El miedo es una de las emociones humanas más básicas. Está programado en el sistema nervioso y funciona como un instinto. Desde que somos bebés, estamos dotados de los instintos de supervivencia necesarios para reaccionar con miedo cuando percibimos peligro o nos sentimos inseguros.

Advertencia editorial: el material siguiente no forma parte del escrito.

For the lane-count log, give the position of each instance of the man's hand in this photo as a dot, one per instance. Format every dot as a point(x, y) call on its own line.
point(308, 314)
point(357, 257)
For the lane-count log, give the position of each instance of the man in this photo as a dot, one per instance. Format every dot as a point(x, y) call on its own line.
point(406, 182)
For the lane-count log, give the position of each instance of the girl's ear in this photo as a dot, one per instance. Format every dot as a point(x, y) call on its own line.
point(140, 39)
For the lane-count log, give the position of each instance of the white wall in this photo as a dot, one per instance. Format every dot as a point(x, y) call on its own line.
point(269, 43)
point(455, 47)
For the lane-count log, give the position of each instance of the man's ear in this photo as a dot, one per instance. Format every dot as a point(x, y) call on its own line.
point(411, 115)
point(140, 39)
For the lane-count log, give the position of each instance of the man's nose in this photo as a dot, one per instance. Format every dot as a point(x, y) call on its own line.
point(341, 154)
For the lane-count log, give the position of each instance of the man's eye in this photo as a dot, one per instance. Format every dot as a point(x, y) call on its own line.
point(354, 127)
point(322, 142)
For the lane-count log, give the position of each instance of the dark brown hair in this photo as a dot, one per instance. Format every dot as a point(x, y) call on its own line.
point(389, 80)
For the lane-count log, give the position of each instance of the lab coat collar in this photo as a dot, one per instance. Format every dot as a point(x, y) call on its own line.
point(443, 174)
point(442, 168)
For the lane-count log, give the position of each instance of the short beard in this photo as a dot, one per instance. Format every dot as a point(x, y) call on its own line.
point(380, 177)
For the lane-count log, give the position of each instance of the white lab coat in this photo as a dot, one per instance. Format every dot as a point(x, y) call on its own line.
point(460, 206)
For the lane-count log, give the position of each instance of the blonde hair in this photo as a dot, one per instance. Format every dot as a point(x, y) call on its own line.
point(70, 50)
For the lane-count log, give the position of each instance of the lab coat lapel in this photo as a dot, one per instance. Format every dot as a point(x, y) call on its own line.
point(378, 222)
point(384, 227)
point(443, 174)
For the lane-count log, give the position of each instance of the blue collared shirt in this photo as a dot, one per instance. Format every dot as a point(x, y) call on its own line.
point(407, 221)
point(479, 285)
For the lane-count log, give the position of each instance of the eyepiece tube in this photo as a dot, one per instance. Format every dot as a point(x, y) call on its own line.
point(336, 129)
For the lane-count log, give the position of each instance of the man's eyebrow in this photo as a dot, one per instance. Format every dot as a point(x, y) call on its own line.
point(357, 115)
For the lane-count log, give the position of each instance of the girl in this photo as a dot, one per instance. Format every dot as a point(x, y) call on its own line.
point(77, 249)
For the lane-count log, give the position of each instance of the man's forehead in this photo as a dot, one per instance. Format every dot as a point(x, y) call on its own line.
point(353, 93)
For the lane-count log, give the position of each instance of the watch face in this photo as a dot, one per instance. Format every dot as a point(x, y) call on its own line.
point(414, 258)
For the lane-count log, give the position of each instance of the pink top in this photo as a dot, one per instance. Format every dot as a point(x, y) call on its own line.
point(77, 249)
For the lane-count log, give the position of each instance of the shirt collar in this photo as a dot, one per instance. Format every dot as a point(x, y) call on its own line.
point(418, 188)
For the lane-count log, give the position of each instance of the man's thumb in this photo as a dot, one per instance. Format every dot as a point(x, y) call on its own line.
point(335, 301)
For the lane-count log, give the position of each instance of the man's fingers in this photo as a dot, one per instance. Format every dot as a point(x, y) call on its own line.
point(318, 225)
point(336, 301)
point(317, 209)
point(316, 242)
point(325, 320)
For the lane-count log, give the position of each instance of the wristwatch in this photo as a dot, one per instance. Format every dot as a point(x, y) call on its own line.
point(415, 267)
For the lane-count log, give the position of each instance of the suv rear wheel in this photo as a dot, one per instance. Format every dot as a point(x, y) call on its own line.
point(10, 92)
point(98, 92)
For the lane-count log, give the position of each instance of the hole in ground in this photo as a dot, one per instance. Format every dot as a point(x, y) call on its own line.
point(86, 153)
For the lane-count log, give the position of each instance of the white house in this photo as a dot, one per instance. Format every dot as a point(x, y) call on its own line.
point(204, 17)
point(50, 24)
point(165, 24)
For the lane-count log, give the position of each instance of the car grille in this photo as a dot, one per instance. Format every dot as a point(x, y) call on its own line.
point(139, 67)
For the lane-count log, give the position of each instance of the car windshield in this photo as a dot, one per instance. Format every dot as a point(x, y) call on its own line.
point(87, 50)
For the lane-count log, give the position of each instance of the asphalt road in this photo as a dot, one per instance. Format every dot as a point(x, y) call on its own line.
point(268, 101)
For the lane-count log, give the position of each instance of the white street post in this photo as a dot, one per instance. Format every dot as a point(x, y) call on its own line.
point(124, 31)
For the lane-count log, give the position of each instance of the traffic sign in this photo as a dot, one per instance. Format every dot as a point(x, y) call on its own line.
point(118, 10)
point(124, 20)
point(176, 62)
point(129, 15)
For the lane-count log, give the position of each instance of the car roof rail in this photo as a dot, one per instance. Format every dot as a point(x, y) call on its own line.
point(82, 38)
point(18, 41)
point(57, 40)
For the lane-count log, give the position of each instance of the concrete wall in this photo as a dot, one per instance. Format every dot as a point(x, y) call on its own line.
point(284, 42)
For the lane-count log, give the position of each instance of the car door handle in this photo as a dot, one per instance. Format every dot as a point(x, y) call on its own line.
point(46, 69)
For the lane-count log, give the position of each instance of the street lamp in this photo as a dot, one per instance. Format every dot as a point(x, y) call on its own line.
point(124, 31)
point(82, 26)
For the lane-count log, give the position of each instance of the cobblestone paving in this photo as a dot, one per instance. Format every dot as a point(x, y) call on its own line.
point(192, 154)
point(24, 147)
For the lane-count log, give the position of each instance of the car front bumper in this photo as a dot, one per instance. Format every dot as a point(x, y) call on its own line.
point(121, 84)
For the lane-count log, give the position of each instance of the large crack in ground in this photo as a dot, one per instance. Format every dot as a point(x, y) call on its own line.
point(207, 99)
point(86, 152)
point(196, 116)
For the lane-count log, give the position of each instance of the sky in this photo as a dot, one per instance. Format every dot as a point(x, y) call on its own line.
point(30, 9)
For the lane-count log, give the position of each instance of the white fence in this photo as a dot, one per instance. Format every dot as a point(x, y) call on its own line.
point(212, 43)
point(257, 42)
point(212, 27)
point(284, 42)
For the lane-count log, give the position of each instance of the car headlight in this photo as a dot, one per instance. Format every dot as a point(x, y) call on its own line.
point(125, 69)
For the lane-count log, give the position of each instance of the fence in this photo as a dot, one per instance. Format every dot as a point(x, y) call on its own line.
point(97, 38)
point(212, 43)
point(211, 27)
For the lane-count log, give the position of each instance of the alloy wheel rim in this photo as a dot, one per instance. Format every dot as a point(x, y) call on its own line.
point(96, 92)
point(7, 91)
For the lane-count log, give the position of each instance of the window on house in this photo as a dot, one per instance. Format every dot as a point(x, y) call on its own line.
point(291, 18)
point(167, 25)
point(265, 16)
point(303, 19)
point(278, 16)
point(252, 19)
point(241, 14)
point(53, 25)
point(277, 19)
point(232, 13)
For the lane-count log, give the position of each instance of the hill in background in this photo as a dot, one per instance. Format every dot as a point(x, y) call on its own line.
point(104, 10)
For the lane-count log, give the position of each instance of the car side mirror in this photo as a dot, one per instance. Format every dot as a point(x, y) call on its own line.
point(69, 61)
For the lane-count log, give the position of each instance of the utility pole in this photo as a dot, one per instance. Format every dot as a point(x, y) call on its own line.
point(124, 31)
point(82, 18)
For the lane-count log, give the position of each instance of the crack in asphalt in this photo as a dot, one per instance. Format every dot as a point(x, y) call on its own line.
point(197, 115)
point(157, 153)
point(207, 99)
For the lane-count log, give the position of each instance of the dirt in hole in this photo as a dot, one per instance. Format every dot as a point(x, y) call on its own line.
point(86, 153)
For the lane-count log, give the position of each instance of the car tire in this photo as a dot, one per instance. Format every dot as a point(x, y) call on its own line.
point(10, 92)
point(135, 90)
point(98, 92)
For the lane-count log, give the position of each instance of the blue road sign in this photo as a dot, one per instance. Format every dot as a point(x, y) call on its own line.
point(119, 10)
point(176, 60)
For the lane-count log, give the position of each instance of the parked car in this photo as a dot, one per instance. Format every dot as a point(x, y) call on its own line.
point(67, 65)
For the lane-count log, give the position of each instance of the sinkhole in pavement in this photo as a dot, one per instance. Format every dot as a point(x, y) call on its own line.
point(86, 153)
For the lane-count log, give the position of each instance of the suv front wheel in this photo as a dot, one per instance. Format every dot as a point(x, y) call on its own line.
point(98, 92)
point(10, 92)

El miedo nos protege. Nos mantiene alerta ante el peligro y nos prepara para afrontarlo. Sentir miedo es muy natural —e incluso útil— en algunas situaciones. El miedo puede ser como una advertencia, una señal que nos alerta para que seamos precavidos.

Como todas las emociones, el miedo puede ser leve, moderado o intenso, dependiendo de la situación y de la persona. La sensación de miedo puede ser breve o prolongada.

Cómo funciona el miedo

Cuando percibimos peligro, el cerebro reacciona instantáneamente, enviando señales que activan el sistema nervioso. Esto provoca respuestas físicas, como un ritmo cardíaco acelerado, respiración rápida y un aumento de la presión arterial. La sangre se bombea a los grupos musculares para preparar el cuerpo para la acción física (como correr o luchar). La piel suda para mantener el cuerpo fresco. Algunas personas pueden notar sensaciones en el estómago, la cabeza, el pecho, las piernas o las manos. Estas sensaciones físicas de miedo pueden ser leves o intensas.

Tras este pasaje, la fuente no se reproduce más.